Checking Homoscedasticity (Equal Variance)¶

Why Homoscedasticity Matters¶

The assumption of homoscedasticity (also called homogeneity of variances) states that the variance of residuals should be approximately the same across all groups. In the ANOVA framework, the F-statistic pools the within-group variances into a single estimate of the common variance \(\sigma^2\). If the true variances differ across groups, this pooled estimate is a weighted average that does not accurately represent any single group, leading to:

An inflated or deflated F-statistic depending on the pattern of unequal variances and sample sizes.
Inaccurate p-values and increased risk of Type I or Type II errors.
Particularly severe distortions when unequal variances are combined with unequal sample sizes.

How to Check¶

Levene's Test¶

Levene's test assesses the null hypothesis that the population variances are equal across groups. It is more robust to departures from normality than Bartlett's test, making it the preferred choice in practice.

The test works by computing the absolute deviations from the group medians (or means) and then performing a one-way ANOVA on these deviations.

from scipy.stats import levene

group1 = data[data['group'] == 'A']['response']
group2 = data[data['group'] == 'B']['response']
group3 = data[data['group'] == 'C']['response']
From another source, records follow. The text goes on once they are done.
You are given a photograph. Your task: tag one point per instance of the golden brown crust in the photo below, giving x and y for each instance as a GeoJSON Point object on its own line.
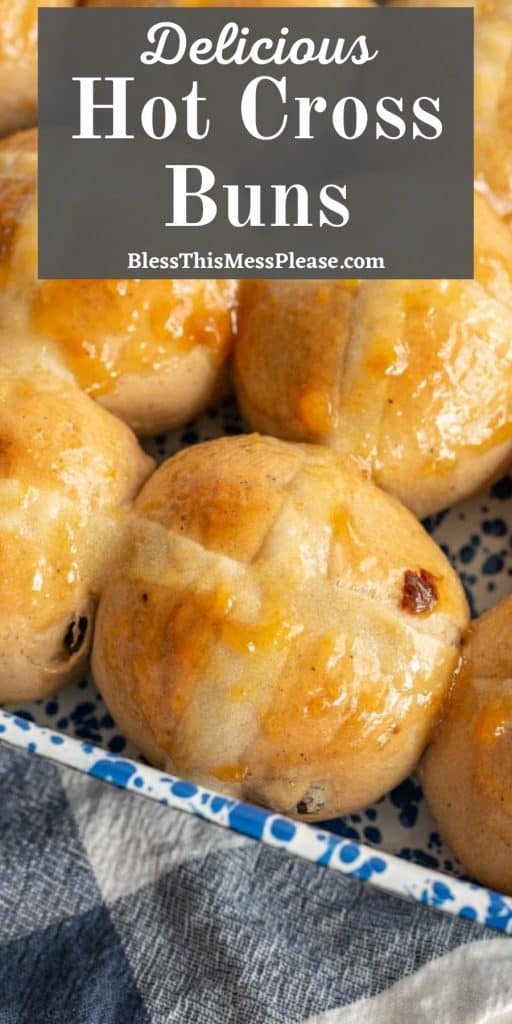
{"type": "Point", "coordinates": [151, 351]}
{"type": "Point", "coordinates": [228, 3]}
{"type": "Point", "coordinates": [256, 638]}
{"type": "Point", "coordinates": [67, 469]}
{"type": "Point", "coordinates": [467, 769]}
{"type": "Point", "coordinates": [493, 95]}
{"type": "Point", "coordinates": [413, 379]}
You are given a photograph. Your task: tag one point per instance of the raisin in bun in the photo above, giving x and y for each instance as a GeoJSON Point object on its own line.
{"type": "Point", "coordinates": [18, 60]}
{"type": "Point", "coordinates": [493, 95]}
{"type": "Point", "coordinates": [268, 637]}
{"type": "Point", "coordinates": [67, 470]}
{"type": "Point", "coordinates": [154, 352]}
{"type": "Point", "coordinates": [413, 379]}
{"type": "Point", "coordinates": [467, 769]}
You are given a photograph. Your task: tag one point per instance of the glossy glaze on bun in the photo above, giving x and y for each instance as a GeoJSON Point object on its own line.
{"type": "Point", "coordinates": [268, 636]}
{"type": "Point", "coordinates": [411, 378]}
{"type": "Point", "coordinates": [153, 352]}
{"type": "Point", "coordinates": [467, 770]}
{"type": "Point", "coordinates": [18, 61]}
{"type": "Point", "coordinates": [68, 469]}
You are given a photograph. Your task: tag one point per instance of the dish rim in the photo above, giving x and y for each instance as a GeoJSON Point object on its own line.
{"type": "Point", "coordinates": [350, 857]}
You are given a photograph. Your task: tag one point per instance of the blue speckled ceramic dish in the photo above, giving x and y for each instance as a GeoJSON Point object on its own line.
{"type": "Point", "coordinates": [392, 844]}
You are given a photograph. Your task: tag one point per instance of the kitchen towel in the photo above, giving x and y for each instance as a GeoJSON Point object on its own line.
{"type": "Point", "coordinates": [118, 910]}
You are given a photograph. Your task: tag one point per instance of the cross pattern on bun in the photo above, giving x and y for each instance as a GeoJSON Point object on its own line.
{"type": "Point", "coordinates": [413, 379]}
{"type": "Point", "coordinates": [267, 636]}
{"type": "Point", "coordinates": [67, 470]}
{"type": "Point", "coordinates": [154, 352]}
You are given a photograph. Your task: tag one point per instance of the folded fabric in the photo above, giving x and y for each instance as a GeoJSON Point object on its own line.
{"type": "Point", "coordinates": [118, 910]}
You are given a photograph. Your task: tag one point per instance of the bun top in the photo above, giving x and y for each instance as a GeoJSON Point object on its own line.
{"type": "Point", "coordinates": [267, 617]}
{"type": "Point", "coordinates": [229, 3]}
{"type": "Point", "coordinates": [67, 466]}
{"type": "Point", "coordinates": [102, 332]}
{"type": "Point", "coordinates": [411, 378]}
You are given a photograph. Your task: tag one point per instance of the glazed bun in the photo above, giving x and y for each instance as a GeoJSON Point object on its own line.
{"type": "Point", "coordinates": [268, 636]}
{"type": "Point", "coordinates": [228, 3]}
{"type": "Point", "coordinates": [67, 469]}
{"type": "Point", "coordinates": [154, 352]}
{"type": "Point", "coordinates": [493, 95]}
{"type": "Point", "coordinates": [18, 60]}
{"type": "Point", "coordinates": [467, 770]}
{"type": "Point", "coordinates": [413, 379]}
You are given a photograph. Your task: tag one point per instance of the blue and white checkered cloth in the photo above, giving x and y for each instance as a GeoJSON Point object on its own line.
{"type": "Point", "coordinates": [118, 910]}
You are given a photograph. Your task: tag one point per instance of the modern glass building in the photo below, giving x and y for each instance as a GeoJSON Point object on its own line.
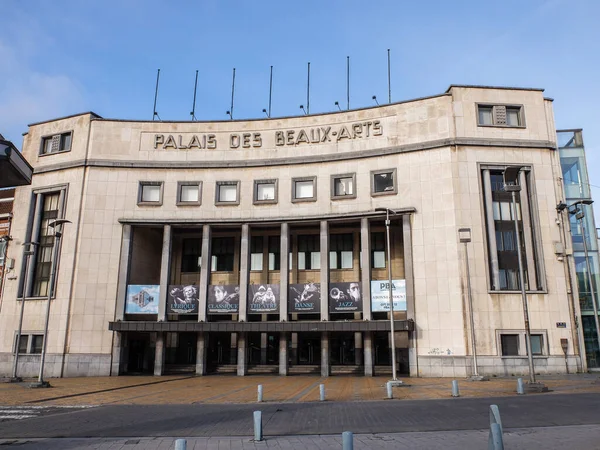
{"type": "Point", "coordinates": [577, 188]}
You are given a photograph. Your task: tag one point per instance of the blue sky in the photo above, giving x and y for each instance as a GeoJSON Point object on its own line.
{"type": "Point", "coordinates": [62, 57]}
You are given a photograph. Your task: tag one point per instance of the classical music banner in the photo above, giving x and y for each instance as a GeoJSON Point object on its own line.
{"type": "Point", "coordinates": [223, 299]}
{"type": "Point", "coordinates": [380, 295]}
{"type": "Point", "coordinates": [264, 298]}
{"type": "Point", "coordinates": [304, 298]}
{"type": "Point", "coordinates": [345, 297]}
{"type": "Point", "coordinates": [182, 299]}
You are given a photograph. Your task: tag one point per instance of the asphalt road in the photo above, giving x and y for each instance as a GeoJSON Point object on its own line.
{"type": "Point", "coordinates": [289, 419]}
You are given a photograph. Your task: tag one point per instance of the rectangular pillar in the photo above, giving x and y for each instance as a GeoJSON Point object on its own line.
{"type": "Point", "coordinates": [358, 354]}
{"type": "Point", "coordinates": [242, 362]}
{"type": "Point", "coordinates": [124, 262]}
{"type": "Point", "coordinates": [324, 249]}
{"type": "Point", "coordinates": [368, 353]}
{"type": "Point", "coordinates": [284, 271]}
{"type": "Point", "coordinates": [165, 265]}
{"type": "Point", "coordinates": [244, 272]}
{"type": "Point", "coordinates": [159, 355]}
{"type": "Point", "coordinates": [283, 359]}
{"type": "Point", "coordinates": [325, 369]}
{"type": "Point", "coordinates": [410, 294]}
{"type": "Point", "coordinates": [201, 351]}
{"type": "Point", "coordinates": [365, 273]}
{"type": "Point", "coordinates": [204, 272]}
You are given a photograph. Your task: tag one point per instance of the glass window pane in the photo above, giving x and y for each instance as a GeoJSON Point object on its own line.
{"type": "Point", "coordinates": [227, 193]}
{"type": "Point", "coordinates": [150, 193]}
{"type": "Point", "coordinates": [304, 189]}
{"type": "Point", "coordinates": [384, 182]}
{"type": "Point", "coordinates": [189, 193]}
{"type": "Point", "coordinates": [265, 191]}
{"type": "Point", "coordinates": [485, 115]}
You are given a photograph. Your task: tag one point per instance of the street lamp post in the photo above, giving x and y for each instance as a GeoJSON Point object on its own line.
{"type": "Point", "coordinates": [579, 215]}
{"type": "Point", "coordinates": [57, 226]}
{"type": "Point", "coordinates": [464, 235]}
{"type": "Point", "coordinates": [511, 184]}
{"type": "Point", "coordinates": [27, 252]}
{"type": "Point", "coordinates": [390, 287]}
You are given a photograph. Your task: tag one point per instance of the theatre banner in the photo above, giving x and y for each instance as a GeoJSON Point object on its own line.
{"type": "Point", "coordinates": [304, 298]}
{"type": "Point", "coordinates": [263, 298]}
{"type": "Point", "coordinates": [182, 299]}
{"type": "Point", "coordinates": [142, 299]}
{"type": "Point", "coordinates": [345, 297]}
{"type": "Point", "coordinates": [380, 295]}
{"type": "Point", "coordinates": [223, 299]}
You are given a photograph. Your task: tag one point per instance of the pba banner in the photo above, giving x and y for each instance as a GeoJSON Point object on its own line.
{"type": "Point", "coordinates": [345, 297]}
{"type": "Point", "coordinates": [380, 295]}
{"type": "Point", "coordinates": [304, 298]}
{"type": "Point", "coordinates": [182, 299]}
{"type": "Point", "coordinates": [264, 298]}
{"type": "Point", "coordinates": [142, 299]}
{"type": "Point", "coordinates": [223, 299]}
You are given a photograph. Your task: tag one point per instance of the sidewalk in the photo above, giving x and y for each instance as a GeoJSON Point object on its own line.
{"type": "Point", "coordinates": [547, 438]}
{"type": "Point", "coordinates": [224, 389]}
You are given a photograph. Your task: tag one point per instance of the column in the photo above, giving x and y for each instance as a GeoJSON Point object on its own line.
{"type": "Point", "coordinates": [165, 265]}
{"type": "Point", "coordinates": [410, 294]}
{"type": "Point", "coordinates": [365, 275]}
{"type": "Point", "coordinates": [242, 363]}
{"type": "Point", "coordinates": [324, 249]}
{"type": "Point", "coordinates": [284, 271]}
{"type": "Point", "coordinates": [358, 354]}
{"type": "Point", "coordinates": [244, 272]}
{"type": "Point", "coordinates": [368, 354]}
{"type": "Point", "coordinates": [159, 355]}
{"type": "Point", "coordinates": [117, 352]}
{"type": "Point", "coordinates": [204, 272]}
{"type": "Point", "coordinates": [283, 359]}
{"type": "Point", "coordinates": [123, 271]}
{"type": "Point", "coordinates": [324, 354]}
{"type": "Point", "coordinates": [201, 351]}
{"type": "Point", "coordinates": [489, 217]}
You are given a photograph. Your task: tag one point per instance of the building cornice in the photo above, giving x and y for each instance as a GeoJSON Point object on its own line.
{"type": "Point", "coordinates": [311, 159]}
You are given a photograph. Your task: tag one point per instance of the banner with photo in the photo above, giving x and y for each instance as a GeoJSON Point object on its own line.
{"type": "Point", "coordinates": [223, 299]}
{"type": "Point", "coordinates": [304, 298]}
{"type": "Point", "coordinates": [264, 298]}
{"type": "Point", "coordinates": [380, 295]}
{"type": "Point", "coordinates": [142, 299]}
{"type": "Point", "coordinates": [182, 299]}
{"type": "Point", "coordinates": [345, 297]}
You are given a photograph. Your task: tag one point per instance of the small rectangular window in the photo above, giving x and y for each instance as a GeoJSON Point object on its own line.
{"type": "Point", "coordinates": [150, 193]}
{"type": "Point", "coordinates": [304, 189]}
{"type": "Point", "coordinates": [383, 182]}
{"type": "Point", "coordinates": [228, 193]}
{"type": "Point", "coordinates": [56, 144]}
{"type": "Point", "coordinates": [343, 186]}
{"type": "Point", "coordinates": [265, 191]}
{"type": "Point", "coordinates": [510, 344]}
{"type": "Point", "coordinates": [189, 193]}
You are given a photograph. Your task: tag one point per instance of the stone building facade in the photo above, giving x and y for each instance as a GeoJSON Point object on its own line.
{"type": "Point", "coordinates": [259, 246]}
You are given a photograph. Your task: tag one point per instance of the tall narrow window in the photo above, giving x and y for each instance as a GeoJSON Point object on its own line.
{"type": "Point", "coordinates": [309, 256]}
{"type": "Point", "coordinates": [50, 210]}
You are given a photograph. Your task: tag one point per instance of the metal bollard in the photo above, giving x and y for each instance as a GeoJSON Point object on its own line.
{"type": "Point", "coordinates": [455, 392]}
{"type": "Point", "coordinates": [257, 425]}
{"type": "Point", "coordinates": [495, 441]}
{"type": "Point", "coordinates": [260, 393]}
{"type": "Point", "coordinates": [520, 386]}
{"type": "Point", "coordinates": [347, 440]}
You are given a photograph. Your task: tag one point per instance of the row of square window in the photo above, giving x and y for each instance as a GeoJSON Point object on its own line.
{"type": "Point", "coordinates": [304, 189]}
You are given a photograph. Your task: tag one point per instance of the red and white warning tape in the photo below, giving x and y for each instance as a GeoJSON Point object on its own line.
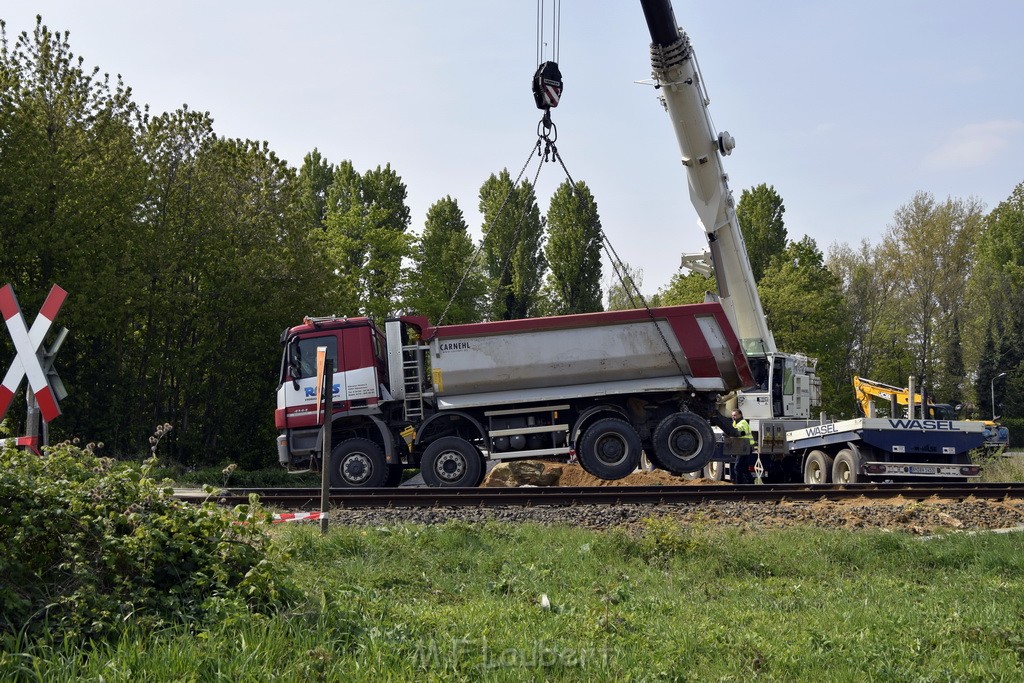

stat, p_value = levene(group1, group2, group3)
print(f"Levene's Test: F = {stat:.4f}, p-value = {p_value:.4f}")

A significant result (\(p < 0.05\)) indicates that the assumption of equal variances is violated. For a detailed treatment of Levene's test and related robust variance tests, see Robust Variance Tests.

Bartlett's Test¶

Bartlett's test is another test for homogeneity of variances. It is the uniformly most powerful test when the data are truly normal, but it is highly sensitive to departures from normality, making it less practical than Levene's test for real-world data.

from scipy.stats import bartlett

stat, p_value = bartlett(group1, group2, group3)
print(f"Bartlett's Test: χ² = {stat:.4f}, p-value = {p_value:.4f}")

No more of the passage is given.